PADOVA. Annabella Martinelli che sfila, in sella alla sua bicicletta viola, inghiottita dal buio della notte dell’Epifania. Con la bocca coperta da una sciarpa, il berretto calato fino agli occhi e, sulle spalle, uno zainetto bordeaux. È una delle ultime immagini della 22enne, che ormai da nove giorni sembra essere sparita nel nulla. La procura ha autorizzato i carabinieri a diffonderla, nella speranza che possa arrivare alle persone giuste, in grado di aiutare gli inquirenti a mettere insieme i pezzi di questo giallo.
Il fotogramma è tratto dal video ripreso alle 22.18 del 6 gennaio dalle telecamere di videosorveglianza installate all’esterno del distributore di Selvazzano Dentro. Delle 22.54 davanti al municipio di Teolo, e poi delle 23.06 a Villa di Teolo, immagini di poco dissimili: le ultime fotografie di Annabella.
La ragazza, studentessa di Giurisprudenza a Bologna, aveva lasciato la sua casa di Padova, dove vive insieme ai genitori e al fratello, tre ore prima. Avrebbe trascorso la serata da un’amica: questa la versione raccontata alla mamma. E invece ha inforcato la sua bicicletta viola e si è addentrata sui Colli Euganei, percorrendo almeno venticinque chilometri in salita, con temperature scese a meno quattro gradi. Lungo il percorso - riferisce il Mattino di Padova - avrebbe incontrato anche una ragazza, Giulia, di 19 anni - che, vedendola in difficoltà, si è offerta di aiutarla. In auto, stava affrontando la serpentina di tornanti che attraversa i Colli. «Ho messo le quattro frecce e ho fatto scendere il finestrino del conducente.
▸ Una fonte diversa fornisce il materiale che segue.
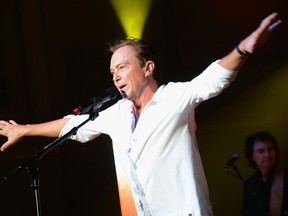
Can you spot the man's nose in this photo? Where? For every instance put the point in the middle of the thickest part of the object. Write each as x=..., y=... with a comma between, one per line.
x=116, y=76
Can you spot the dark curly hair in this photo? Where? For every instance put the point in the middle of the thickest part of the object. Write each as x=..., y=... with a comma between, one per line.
x=261, y=136
x=145, y=51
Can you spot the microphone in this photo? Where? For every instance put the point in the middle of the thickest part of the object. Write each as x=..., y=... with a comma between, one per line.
x=95, y=103
x=235, y=157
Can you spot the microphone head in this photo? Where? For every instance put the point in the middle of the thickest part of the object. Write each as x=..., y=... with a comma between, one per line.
x=112, y=91
x=236, y=156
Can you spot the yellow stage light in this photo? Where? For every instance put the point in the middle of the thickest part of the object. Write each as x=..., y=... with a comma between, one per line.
x=132, y=15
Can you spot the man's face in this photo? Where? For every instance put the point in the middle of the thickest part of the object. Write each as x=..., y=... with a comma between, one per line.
x=264, y=154
x=128, y=75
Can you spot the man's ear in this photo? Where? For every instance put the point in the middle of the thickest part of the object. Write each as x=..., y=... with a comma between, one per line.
x=149, y=68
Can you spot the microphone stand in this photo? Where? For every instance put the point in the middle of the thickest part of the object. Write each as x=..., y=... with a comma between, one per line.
x=236, y=172
x=31, y=165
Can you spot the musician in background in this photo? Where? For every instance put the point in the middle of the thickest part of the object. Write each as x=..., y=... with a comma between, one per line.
x=266, y=191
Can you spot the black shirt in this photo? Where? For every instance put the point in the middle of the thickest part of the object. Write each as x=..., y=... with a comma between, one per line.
x=256, y=195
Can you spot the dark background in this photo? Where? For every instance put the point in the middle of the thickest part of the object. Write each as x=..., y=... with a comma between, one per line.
x=53, y=57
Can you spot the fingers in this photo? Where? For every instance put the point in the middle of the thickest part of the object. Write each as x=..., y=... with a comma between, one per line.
x=5, y=130
x=270, y=22
x=12, y=122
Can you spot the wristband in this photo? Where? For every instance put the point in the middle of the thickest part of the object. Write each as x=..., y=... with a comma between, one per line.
x=242, y=53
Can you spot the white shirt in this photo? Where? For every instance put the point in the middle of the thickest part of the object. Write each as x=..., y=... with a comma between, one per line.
x=160, y=156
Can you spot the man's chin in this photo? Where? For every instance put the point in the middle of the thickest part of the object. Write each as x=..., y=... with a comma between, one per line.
x=123, y=93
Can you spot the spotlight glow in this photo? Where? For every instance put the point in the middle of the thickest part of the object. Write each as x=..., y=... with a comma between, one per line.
x=132, y=15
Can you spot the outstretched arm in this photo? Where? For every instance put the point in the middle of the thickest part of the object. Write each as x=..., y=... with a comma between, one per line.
x=15, y=132
x=235, y=59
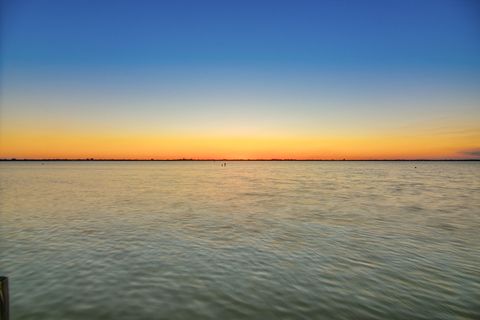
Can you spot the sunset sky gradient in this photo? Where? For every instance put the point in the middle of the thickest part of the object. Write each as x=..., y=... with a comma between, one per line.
x=240, y=79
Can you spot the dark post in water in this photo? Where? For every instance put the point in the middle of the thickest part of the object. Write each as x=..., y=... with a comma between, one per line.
x=4, y=298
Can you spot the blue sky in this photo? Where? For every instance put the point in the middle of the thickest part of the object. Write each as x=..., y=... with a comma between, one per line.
x=294, y=68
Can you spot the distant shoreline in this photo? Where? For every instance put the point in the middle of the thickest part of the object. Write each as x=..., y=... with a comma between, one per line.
x=172, y=160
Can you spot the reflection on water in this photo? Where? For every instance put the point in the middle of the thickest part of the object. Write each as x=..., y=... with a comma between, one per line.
x=193, y=240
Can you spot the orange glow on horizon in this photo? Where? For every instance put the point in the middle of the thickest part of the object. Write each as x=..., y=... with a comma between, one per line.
x=101, y=146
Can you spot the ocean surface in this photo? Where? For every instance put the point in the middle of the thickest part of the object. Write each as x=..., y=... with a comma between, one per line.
x=252, y=240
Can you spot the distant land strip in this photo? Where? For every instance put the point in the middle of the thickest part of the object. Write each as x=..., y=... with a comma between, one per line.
x=192, y=159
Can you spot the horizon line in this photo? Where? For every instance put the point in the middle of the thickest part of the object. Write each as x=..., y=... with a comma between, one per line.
x=226, y=159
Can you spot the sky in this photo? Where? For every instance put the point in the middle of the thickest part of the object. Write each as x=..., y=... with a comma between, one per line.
x=240, y=79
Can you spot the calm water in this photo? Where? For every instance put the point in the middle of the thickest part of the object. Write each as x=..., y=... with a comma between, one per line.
x=262, y=240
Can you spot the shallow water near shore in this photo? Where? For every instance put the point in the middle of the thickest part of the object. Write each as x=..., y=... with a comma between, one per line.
x=252, y=240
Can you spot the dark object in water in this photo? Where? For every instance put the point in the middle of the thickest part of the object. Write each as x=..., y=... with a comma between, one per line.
x=4, y=305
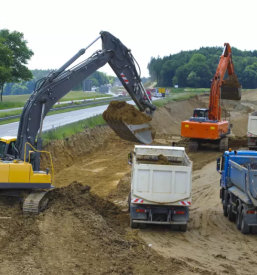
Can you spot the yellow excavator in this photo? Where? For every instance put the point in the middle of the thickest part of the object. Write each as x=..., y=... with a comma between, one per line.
x=20, y=156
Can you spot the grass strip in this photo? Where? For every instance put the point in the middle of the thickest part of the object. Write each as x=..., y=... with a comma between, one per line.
x=72, y=129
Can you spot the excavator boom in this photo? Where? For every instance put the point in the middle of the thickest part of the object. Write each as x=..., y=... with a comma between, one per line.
x=53, y=87
x=209, y=128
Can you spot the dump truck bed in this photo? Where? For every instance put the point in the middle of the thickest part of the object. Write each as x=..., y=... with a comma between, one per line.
x=153, y=183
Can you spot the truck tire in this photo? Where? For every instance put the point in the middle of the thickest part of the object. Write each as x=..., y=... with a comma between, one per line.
x=133, y=225
x=225, y=209
x=231, y=214
x=175, y=227
x=245, y=228
x=142, y=225
x=254, y=230
x=238, y=217
x=183, y=227
x=223, y=145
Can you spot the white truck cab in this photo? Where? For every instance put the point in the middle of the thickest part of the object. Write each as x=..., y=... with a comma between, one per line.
x=160, y=193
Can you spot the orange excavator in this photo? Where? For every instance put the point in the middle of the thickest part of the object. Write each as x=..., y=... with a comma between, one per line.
x=206, y=125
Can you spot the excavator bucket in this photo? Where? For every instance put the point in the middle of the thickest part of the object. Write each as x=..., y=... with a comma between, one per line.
x=128, y=122
x=134, y=133
x=230, y=93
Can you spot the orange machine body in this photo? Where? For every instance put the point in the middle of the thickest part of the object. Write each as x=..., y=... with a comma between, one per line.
x=213, y=128
x=204, y=130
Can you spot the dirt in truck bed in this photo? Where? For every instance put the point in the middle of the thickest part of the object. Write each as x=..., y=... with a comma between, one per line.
x=85, y=229
x=122, y=111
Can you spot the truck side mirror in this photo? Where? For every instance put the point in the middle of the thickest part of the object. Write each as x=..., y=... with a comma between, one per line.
x=218, y=164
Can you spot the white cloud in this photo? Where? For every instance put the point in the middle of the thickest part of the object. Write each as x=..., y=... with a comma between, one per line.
x=56, y=30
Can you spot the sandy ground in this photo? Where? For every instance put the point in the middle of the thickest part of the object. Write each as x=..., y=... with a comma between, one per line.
x=87, y=232
x=212, y=243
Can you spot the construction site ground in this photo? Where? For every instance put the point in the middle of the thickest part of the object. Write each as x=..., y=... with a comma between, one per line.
x=85, y=229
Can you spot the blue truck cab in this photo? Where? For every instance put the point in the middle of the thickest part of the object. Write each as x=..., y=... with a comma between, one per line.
x=238, y=188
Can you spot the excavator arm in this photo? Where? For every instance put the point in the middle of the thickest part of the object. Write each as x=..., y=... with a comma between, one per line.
x=52, y=88
x=225, y=64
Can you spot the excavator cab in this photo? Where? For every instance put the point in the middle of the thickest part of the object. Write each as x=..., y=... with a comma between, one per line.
x=7, y=146
x=201, y=112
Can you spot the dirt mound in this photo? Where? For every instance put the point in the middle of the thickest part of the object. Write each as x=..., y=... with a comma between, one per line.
x=122, y=111
x=232, y=81
x=72, y=150
x=79, y=233
x=162, y=160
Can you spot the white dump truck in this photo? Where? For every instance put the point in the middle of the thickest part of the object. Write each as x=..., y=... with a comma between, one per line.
x=160, y=190
x=252, y=131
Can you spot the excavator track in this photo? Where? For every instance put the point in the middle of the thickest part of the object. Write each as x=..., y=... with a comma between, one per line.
x=134, y=133
x=36, y=202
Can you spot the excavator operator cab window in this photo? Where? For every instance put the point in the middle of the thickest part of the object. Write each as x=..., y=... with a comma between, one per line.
x=10, y=150
x=2, y=148
x=201, y=113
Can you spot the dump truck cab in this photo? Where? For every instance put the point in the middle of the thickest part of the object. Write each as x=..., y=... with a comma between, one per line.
x=7, y=146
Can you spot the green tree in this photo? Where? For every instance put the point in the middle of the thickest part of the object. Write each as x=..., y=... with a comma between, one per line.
x=19, y=89
x=6, y=61
x=20, y=55
x=193, y=80
x=94, y=82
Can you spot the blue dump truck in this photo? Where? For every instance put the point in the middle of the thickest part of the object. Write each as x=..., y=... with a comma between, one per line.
x=238, y=191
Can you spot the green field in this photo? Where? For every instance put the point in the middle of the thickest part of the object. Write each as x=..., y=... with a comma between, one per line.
x=15, y=101
x=74, y=128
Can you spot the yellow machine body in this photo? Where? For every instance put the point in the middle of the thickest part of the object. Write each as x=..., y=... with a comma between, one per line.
x=8, y=139
x=16, y=174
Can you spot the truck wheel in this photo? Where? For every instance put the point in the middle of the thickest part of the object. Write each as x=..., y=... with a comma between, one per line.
x=133, y=225
x=225, y=209
x=223, y=145
x=238, y=217
x=245, y=228
x=175, y=227
x=142, y=225
x=254, y=230
x=231, y=214
x=183, y=227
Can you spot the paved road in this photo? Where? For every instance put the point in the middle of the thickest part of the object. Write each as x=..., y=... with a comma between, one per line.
x=58, y=119
x=62, y=102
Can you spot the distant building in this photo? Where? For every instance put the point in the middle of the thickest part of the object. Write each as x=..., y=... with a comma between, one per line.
x=87, y=85
x=117, y=83
x=104, y=89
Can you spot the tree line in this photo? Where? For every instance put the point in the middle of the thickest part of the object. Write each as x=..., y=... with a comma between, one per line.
x=196, y=68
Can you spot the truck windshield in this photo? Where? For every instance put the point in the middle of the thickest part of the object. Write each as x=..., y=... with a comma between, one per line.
x=2, y=147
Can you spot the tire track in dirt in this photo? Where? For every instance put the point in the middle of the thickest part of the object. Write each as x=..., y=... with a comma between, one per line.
x=212, y=243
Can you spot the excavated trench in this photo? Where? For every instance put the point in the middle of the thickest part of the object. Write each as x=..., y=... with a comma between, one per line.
x=85, y=229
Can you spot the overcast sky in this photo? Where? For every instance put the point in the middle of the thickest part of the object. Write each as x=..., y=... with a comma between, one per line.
x=56, y=30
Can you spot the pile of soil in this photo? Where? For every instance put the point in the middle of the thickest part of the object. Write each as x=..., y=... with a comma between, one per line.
x=79, y=233
x=162, y=160
x=232, y=81
x=122, y=111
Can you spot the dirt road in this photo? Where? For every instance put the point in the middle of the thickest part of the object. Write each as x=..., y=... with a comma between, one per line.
x=212, y=244
x=87, y=232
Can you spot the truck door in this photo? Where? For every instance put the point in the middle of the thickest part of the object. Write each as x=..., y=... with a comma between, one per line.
x=223, y=175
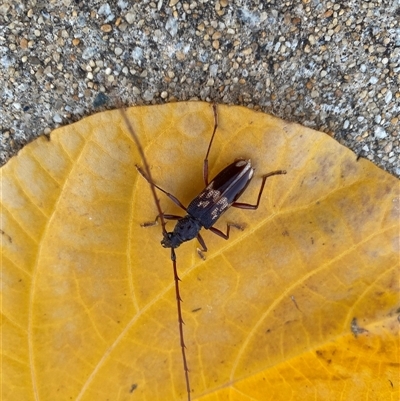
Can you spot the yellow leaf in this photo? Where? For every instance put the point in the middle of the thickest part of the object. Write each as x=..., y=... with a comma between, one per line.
x=303, y=304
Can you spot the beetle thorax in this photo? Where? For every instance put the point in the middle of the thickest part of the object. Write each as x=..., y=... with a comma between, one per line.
x=186, y=229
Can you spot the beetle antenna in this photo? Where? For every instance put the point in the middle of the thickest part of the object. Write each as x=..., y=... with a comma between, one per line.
x=146, y=168
x=173, y=255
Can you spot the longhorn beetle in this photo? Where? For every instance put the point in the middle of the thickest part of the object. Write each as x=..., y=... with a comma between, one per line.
x=204, y=210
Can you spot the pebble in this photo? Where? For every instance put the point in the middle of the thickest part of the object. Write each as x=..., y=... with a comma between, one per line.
x=331, y=74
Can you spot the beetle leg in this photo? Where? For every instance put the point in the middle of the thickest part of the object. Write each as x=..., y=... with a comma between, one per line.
x=205, y=162
x=203, y=246
x=170, y=196
x=254, y=207
x=228, y=229
x=155, y=222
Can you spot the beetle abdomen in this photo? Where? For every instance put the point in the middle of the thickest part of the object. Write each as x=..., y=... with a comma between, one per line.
x=223, y=190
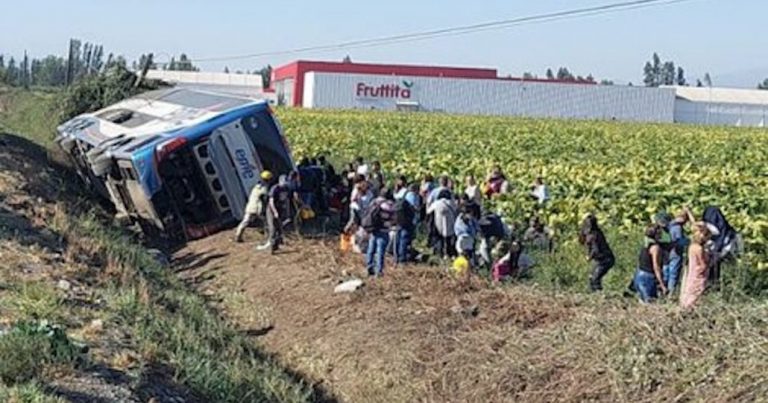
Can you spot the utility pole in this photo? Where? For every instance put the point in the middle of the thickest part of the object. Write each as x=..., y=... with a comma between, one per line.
x=144, y=69
x=68, y=79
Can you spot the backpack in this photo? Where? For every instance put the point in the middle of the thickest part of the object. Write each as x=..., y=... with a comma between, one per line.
x=404, y=214
x=371, y=220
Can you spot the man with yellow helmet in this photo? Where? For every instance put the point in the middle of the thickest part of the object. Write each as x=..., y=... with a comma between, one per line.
x=256, y=206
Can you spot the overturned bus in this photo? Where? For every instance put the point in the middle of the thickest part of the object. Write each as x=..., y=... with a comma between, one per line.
x=178, y=162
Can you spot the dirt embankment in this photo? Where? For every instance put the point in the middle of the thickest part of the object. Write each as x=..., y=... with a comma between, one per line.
x=418, y=335
x=46, y=276
x=413, y=335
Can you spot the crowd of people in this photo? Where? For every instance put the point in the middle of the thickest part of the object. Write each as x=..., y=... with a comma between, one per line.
x=380, y=218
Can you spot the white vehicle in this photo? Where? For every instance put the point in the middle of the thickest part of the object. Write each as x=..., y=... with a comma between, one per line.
x=179, y=162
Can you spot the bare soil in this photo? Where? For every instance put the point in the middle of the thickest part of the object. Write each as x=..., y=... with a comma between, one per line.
x=414, y=335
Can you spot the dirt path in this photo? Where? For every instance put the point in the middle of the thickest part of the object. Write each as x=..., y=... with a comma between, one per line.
x=413, y=335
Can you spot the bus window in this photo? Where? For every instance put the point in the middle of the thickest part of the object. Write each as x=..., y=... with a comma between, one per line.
x=263, y=131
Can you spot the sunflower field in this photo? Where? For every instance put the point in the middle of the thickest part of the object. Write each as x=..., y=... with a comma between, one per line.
x=623, y=172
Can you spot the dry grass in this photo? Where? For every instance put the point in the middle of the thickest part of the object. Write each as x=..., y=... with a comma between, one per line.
x=419, y=335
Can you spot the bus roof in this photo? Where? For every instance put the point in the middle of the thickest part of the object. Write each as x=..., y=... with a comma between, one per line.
x=153, y=113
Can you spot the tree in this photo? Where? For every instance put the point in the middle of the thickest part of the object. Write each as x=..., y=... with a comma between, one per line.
x=681, y=77
x=11, y=72
x=564, y=74
x=50, y=71
x=266, y=76
x=668, y=72
x=183, y=64
x=657, y=72
x=649, y=78
x=25, y=71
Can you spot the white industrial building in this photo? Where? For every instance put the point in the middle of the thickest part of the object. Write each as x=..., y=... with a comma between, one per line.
x=480, y=91
x=721, y=106
x=488, y=97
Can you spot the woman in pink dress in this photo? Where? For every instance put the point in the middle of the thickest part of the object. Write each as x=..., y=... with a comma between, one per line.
x=696, y=279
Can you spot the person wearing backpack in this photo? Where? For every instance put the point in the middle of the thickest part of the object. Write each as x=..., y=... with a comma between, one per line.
x=377, y=221
x=443, y=211
x=255, y=208
x=405, y=220
x=278, y=212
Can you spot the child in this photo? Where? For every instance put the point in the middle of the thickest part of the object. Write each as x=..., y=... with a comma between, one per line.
x=508, y=265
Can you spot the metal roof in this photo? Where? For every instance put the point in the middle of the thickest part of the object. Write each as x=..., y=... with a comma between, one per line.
x=722, y=95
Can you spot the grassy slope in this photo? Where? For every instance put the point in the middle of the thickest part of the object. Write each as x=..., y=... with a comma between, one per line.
x=31, y=114
x=623, y=172
x=718, y=353
x=170, y=326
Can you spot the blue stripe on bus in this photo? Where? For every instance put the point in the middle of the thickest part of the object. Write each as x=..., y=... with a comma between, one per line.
x=144, y=158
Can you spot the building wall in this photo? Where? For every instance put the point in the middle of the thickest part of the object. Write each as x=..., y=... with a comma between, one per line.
x=295, y=74
x=489, y=97
x=726, y=114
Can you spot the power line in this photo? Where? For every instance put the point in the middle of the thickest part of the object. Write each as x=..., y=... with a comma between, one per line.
x=460, y=30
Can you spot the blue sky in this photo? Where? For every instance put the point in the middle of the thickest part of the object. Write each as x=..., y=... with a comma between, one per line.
x=728, y=38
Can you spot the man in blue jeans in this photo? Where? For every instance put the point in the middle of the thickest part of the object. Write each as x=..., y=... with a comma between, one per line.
x=679, y=241
x=406, y=219
x=377, y=221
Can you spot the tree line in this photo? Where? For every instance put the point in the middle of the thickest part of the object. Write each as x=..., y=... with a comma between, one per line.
x=565, y=75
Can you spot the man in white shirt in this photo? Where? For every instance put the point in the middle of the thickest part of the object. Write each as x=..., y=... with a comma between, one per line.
x=540, y=191
x=256, y=203
x=361, y=167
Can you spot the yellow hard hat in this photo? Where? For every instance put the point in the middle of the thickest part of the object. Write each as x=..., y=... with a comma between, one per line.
x=460, y=266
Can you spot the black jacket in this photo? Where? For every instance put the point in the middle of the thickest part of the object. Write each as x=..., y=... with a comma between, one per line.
x=597, y=247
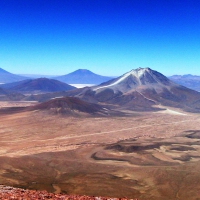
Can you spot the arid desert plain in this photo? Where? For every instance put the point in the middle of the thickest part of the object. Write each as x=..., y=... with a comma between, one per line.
x=145, y=155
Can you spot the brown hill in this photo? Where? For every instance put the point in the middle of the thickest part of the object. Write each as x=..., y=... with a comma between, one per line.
x=70, y=106
x=40, y=85
x=142, y=89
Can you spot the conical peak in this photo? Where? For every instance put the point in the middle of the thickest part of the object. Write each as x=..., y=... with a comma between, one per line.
x=137, y=72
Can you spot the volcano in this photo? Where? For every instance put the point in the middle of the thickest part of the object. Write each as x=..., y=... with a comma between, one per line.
x=141, y=89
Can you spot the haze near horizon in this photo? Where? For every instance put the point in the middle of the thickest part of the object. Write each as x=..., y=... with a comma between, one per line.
x=106, y=37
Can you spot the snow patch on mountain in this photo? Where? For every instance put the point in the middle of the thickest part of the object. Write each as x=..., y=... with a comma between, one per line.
x=138, y=73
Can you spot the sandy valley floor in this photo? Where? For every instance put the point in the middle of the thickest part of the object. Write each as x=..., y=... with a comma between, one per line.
x=145, y=156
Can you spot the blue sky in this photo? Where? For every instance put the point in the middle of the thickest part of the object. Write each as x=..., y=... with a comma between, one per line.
x=107, y=37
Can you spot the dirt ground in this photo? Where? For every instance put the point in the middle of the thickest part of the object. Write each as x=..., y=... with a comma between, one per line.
x=145, y=156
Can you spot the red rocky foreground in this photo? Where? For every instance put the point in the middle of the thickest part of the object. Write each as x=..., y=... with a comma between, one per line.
x=10, y=193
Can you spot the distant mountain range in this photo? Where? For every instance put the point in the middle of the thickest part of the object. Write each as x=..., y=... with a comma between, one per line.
x=142, y=89
x=83, y=76
x=35, y=86
x=7, y=77
x=189, y=81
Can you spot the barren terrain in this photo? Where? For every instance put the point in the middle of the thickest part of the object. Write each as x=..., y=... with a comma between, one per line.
x=146, y=155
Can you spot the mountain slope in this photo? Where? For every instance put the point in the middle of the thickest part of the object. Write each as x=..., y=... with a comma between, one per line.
x=82, y=76
x=7, y=77
x=41, y=85
x=142, y=89
x=189, y=81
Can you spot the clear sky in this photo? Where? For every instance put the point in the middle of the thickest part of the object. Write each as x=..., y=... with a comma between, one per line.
x=108, y=37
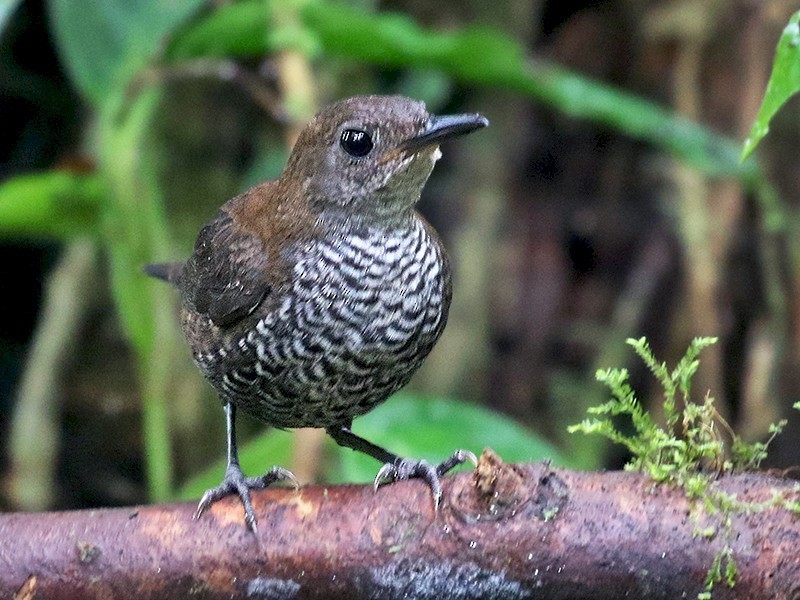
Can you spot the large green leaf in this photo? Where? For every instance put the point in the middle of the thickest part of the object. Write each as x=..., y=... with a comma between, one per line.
x=783, y=83
x=104, y=42
x=55, y=204
x=432, y=428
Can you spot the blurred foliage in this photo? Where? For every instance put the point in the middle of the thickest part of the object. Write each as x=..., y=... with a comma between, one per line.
x=112, y=49
x=783, y=83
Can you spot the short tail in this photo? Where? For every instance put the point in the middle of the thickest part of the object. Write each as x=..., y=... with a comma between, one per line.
x=166, y=271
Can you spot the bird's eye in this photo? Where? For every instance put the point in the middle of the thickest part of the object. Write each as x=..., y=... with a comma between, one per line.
x=356, y=142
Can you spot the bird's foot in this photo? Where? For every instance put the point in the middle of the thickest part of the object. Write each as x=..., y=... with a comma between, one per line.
x=407, y=468
x=235, y=482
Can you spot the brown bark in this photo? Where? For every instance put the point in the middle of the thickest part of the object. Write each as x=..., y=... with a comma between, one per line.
x=506, y=531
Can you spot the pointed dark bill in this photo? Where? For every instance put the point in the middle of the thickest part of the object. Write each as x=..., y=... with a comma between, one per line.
x=440, y=128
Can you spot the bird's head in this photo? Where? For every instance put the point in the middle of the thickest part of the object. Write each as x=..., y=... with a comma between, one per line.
x=371, y=155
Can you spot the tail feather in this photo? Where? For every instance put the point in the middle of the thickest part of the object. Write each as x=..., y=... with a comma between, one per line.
x=167, y=271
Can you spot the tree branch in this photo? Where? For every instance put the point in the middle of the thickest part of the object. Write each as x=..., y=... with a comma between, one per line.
x=504, y=531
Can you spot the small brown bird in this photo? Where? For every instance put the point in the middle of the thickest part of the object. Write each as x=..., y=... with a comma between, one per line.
x=310, y=299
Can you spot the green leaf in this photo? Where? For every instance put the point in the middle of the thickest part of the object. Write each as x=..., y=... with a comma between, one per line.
x=7, y=8
x=433, y=428
x=103, y=42
x=783, y=83
x=54, y=204
x=256, y=457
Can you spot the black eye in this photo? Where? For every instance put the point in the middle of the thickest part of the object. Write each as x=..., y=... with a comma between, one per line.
x=356, y=142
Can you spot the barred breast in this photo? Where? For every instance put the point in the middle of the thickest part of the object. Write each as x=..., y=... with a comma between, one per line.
x=359, y=314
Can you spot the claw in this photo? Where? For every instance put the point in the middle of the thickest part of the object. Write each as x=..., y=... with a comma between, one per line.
x=235, y=482
x=405, y=468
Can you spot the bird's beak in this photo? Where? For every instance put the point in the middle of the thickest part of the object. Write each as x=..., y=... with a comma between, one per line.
x=441, y=128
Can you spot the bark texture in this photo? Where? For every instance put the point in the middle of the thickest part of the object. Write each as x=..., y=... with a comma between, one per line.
x=504, y=531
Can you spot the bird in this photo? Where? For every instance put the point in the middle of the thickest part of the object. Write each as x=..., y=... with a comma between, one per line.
x=312, y=298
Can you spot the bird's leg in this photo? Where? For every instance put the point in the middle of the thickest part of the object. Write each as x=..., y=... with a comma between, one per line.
x=397, y=468
x=235, y=481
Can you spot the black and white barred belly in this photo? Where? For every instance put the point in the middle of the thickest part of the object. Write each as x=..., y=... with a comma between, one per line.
x=358, y=318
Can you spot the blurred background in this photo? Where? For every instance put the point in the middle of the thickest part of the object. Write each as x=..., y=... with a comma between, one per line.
x=606, y=201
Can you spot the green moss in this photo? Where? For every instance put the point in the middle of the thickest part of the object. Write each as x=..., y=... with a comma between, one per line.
x=689, y=450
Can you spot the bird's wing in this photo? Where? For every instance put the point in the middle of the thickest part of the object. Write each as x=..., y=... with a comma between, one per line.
x=226, y=276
Volevo capire cosa stesse facendo in quel posto desolato e a un orario decisamente insolito» ha riferito la ragazza. «Le ho chiesto se aveva bisogno di qualcosa, se la catena della bicicletta era caduta o aveva bisogno di un passaggio. Io stavo salendo verso il centro di Teolo». Annabella stava conducendo la bicicletta a mano, ma ha negato qualsiasi aiuto. Così la 19enne, dopo aver provato a insistere, ha deciso di proseguire. Letti i giornali, due giorni dopo, ha immediatamente chiamato i familiari della ragazza per riferire l’episodio, ed è poi stata contattata a sua volta dai carabinieri.